Interesting comments from a recently retired USAF officer on the nature of the Defense Department under Secretary Rumsfeld.
Some of it isn't pretty.
If one is seeking the answers to why peculiar bits of "intelligence" found sanctity in a presidential speech, or why the post-Saddam occupation has been distinguished by confusion and false steps, one need look no further than the process inside the office of the secretary of defense. I can identify three prevailing themes.
• Functional isolation of the professional corps. Civil service and active-duty military professionals were noticeably uninvolved in key areas of interest to Under Secretary for Policy Douglas Feith, Deputy Secretary Paul Wolfowitz and Rumsfeld. In terms of Israel and Iraq, all primary staff work was conducted by political appointees. These personnel may be exceptionally qualified. But the human resource depth made possible through broad-based teamwork with the professional policy and intelligence corps was never established and apparently never wanted.
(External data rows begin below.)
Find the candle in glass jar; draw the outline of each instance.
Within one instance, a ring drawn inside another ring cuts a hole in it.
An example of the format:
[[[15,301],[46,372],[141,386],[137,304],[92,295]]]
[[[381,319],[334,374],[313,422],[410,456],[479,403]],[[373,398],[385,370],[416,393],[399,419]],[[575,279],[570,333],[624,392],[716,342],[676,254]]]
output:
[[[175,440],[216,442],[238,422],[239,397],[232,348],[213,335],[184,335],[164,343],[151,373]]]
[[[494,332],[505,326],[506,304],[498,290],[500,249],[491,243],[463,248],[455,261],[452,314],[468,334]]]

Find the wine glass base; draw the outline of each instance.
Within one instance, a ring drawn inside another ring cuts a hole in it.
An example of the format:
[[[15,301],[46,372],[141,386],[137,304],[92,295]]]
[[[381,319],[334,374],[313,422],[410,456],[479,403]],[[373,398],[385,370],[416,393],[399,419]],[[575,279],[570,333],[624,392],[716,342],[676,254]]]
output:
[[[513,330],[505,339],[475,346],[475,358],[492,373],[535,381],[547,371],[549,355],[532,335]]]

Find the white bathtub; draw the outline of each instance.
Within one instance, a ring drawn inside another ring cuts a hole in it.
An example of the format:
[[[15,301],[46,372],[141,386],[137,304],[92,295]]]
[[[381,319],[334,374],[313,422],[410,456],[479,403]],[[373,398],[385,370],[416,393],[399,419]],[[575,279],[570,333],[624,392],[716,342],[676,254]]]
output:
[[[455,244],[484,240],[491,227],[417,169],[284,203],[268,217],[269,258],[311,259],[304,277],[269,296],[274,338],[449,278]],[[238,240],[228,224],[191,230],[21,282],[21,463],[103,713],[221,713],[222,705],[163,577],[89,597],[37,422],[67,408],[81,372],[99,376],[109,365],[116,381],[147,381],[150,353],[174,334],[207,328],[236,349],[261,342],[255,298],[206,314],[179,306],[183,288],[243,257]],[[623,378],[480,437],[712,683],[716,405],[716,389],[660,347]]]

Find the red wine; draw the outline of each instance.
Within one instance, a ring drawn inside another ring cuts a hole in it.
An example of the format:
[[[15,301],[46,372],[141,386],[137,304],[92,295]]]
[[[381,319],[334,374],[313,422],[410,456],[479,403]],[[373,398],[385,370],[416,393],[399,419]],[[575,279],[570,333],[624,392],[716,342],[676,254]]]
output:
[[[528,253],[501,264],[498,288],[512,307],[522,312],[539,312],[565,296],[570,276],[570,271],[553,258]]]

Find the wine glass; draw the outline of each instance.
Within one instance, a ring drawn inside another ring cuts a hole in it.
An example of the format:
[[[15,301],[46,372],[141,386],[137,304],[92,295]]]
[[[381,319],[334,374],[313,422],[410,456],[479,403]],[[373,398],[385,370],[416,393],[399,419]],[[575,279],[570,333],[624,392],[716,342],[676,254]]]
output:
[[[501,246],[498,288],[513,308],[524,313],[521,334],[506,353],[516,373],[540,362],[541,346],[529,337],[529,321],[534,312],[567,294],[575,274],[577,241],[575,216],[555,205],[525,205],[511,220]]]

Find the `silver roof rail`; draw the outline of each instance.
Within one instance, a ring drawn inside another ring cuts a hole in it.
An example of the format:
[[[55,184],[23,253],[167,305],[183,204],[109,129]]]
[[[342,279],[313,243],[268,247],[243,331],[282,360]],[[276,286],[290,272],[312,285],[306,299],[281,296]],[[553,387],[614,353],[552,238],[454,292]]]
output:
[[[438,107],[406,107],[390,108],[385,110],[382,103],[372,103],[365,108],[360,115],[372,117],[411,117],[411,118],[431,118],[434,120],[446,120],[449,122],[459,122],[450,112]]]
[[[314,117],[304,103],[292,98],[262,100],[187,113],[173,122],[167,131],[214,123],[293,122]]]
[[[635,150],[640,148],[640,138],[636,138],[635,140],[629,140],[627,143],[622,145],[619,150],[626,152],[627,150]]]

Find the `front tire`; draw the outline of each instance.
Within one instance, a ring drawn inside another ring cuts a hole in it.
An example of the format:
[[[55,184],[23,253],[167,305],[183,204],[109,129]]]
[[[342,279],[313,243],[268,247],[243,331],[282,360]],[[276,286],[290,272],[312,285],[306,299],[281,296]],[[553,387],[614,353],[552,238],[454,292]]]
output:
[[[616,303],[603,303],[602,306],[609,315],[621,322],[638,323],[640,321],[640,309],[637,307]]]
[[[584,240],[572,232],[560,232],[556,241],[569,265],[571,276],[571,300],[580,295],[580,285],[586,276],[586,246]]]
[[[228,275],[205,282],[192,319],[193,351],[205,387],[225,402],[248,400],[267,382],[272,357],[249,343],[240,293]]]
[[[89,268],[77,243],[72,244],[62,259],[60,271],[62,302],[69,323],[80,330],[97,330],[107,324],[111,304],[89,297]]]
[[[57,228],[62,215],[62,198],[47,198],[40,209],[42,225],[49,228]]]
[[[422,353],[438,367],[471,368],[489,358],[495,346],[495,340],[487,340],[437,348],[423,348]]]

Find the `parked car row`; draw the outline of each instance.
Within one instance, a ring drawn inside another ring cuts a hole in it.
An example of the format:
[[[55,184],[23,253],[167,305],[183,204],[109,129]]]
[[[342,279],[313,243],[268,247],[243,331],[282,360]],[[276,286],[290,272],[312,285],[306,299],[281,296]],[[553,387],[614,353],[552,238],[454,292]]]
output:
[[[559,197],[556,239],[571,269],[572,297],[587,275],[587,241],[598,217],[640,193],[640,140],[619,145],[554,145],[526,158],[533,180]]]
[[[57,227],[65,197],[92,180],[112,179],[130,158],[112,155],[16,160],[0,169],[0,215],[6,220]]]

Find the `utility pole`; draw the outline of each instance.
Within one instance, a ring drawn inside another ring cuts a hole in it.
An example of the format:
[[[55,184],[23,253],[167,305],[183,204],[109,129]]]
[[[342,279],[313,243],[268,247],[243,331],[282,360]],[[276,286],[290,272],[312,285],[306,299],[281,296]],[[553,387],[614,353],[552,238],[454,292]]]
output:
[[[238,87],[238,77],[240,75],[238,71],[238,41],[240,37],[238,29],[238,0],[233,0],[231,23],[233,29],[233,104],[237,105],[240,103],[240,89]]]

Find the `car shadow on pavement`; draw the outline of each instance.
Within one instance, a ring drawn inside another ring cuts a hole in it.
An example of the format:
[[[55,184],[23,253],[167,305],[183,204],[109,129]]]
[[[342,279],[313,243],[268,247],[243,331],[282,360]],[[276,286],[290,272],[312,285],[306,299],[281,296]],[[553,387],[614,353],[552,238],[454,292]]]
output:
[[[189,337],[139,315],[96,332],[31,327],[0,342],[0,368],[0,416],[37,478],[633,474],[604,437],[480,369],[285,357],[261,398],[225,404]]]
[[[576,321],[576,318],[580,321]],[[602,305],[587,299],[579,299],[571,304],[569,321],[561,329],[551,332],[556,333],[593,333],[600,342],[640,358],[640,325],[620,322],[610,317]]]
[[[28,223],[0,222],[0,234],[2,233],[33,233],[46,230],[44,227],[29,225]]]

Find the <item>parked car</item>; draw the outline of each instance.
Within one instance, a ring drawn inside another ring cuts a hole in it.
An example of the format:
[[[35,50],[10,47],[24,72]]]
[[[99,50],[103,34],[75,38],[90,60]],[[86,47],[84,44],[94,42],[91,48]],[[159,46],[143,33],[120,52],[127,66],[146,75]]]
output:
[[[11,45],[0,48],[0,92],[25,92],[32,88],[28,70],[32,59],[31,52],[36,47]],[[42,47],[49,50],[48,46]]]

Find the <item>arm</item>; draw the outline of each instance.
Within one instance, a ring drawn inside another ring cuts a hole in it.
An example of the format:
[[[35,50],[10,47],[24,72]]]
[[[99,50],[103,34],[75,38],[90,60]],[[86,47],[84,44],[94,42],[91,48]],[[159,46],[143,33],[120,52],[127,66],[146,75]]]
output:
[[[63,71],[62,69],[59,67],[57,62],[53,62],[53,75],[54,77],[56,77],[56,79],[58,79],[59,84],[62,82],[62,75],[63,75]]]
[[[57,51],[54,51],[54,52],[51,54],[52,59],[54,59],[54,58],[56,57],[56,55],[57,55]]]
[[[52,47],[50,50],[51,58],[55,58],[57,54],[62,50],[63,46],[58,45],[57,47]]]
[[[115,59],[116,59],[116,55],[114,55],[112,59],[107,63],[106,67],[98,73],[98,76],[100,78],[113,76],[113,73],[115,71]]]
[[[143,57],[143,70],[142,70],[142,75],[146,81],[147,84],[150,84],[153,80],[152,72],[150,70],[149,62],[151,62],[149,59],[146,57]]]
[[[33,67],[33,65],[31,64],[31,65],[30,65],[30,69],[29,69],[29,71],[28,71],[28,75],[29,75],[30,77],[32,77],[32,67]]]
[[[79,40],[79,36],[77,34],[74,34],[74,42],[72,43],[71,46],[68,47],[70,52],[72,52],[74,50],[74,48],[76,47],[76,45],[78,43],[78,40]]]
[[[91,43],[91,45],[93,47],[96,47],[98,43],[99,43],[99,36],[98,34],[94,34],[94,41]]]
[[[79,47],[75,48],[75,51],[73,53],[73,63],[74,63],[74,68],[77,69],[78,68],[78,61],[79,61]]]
• Cross-agency cliques: Much has been written about the role of the founding members of the Project for a New American Century, the Center for Security Policy and the American Enterprise Institute and their new positions in the Bush administration. Certainly, appointees sharing particular viewpoints are expected to congregate, and that an overwhelming number of these appointees have such organizational ties is neither conspiratorial nor unusual. What is unusual is the way this network operates solely with its membership across the various agencies -- in particular the State Department, the National Security Council and the Office of the Vice President.
I personally witnessed several cases of staff officers being told not to contact their counterparts at State or the National Security Council because that particular decision would be processed through a different channel.
• Groupthink. Defined as "reasoning or decision-making by a group, often characterized by uncritical acceptance or conformity to prevailing points of view," groupthink was, and probably remains, the predominant characteristic of Pentagon Middle East policy development. The result of groupthink is the elevation of opinion into a kind of accepted "fact," and uncritical acceptance of extremely narrow and isolated points of view.